Gated DeltaNet-2 is a linear-attention architecture proposed in a May 2026 arXiv preprint (arXiv:2605.22791) that decouples the single scalar gate of Gated DeltaNet and KDA into channel-wise erase and write gates, trained via a chunkwise WY parallel algorithm. At 1.3B parameters on 100B FineWeb-Edu tokens it is reported to beat Mamba-2, Gated DeltaNet, KDA, and Mamba-3 variants — strongest gains on long-context RULER. The contribution sits in the linear-attention-versus-softmax race: decoupled gating appears to close the retrieval gap that has historically held state-space models back.

Timeline

2026-05-22-AI-Digest — Preprint lands as part of a heavier-than-usual HuggingFace daily papers drop (alongside π-Bench and ACC); ▲7 on the daily index. Headline result: 1.3B-parameter Gated DeltaNet-2 trained on 100B FineWeb-Edu tokens beats Mamba-2, Gated DeltaNet, KDA, and Mamba-3 variants at matched scale, with the strongest gains on long-context RULER — the benchmark linear-attention architectures have historically struggled on.
2026-07-12-AI-Digest — Gated DeltaNet-2 surfaces today in HuggingFace papers as one of four recurrent linear-attention variants compared in arXiv:2607.07953 (“Linear Attention Architectures: Mechanisms, Trade-offs, and Cross-Layer Routing”) — comparative study of softmax attention vs. DeltaNet, Gated DeltaNet, Kimi Delta Attention, and Gated DeltaNet-2 at 350M / 1.3B / 3B scale.
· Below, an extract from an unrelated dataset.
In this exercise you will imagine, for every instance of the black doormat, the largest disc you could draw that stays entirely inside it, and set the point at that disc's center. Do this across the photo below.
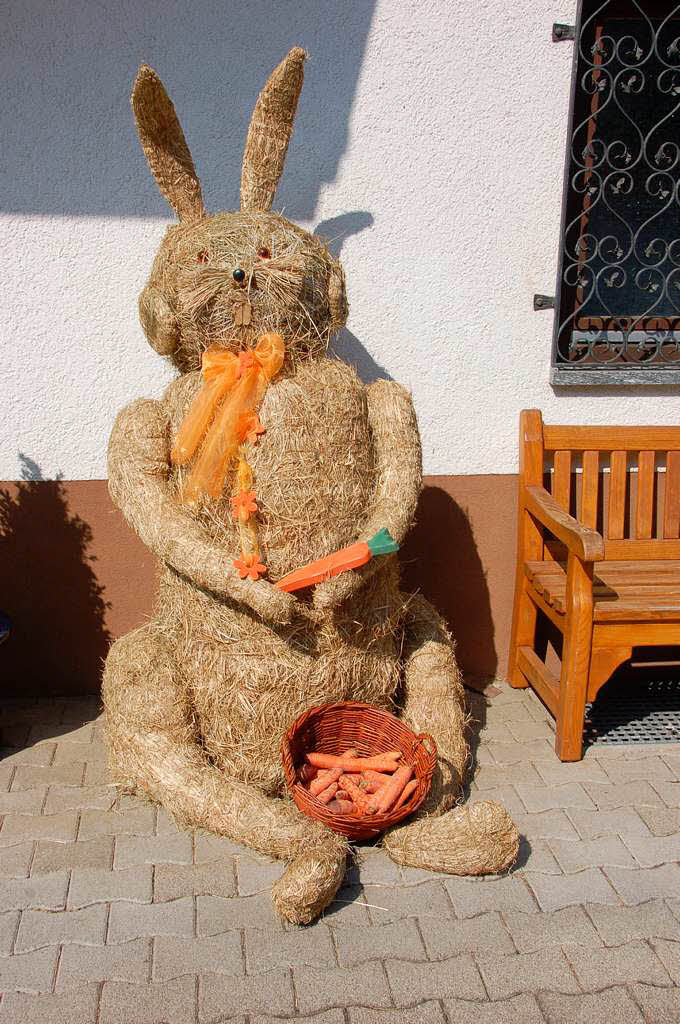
(635, 707)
Kimi Delta Attention paired with Muon reaches the lowest final validation loss; the paper’s proposed Cross-Layer Value Routing (CLVR) modestly improves DeltaNet variants including Gated DeltaNet-2. Paper flagged in 2026-07-11-AI-Digest‘s Papers section at ▲13; today the same paper is ▲10 on HF daily-papers — twenty-four-hour upvote pattern is down, not up. The corpus framing to carry: the comparative-study framing is the durable read, not the CLVR mechanism itself, and Gated DeltaNet-2 is now inside the reference cohort for linear-attention benchmarking rather than the marquee architecture on its own.

Key Developments

Decoupled Erase/Write Gating: The architectural change is replacing the single scalar gate used in Gated DeltaNet and KDA with separate channel-wise erase and write gates. Combined with the chunkwise WY parallel training algorithm, the recipe trains at parity with prior linear-attention recipes while extending the retrieval-recovery curve further into long-context regimes.
Long-Context RULER Lead at 1.3B: Reported strongest gains over Mamba-2, Gated DeltaNet, KDA, and Mamba-3 are on long-context RULER. That this is the benchmark where the lead is largest is the substantive claim — state-space and linear-attention models have closed gaps on perplexity and short-context evals before without translating to retrieval improvements.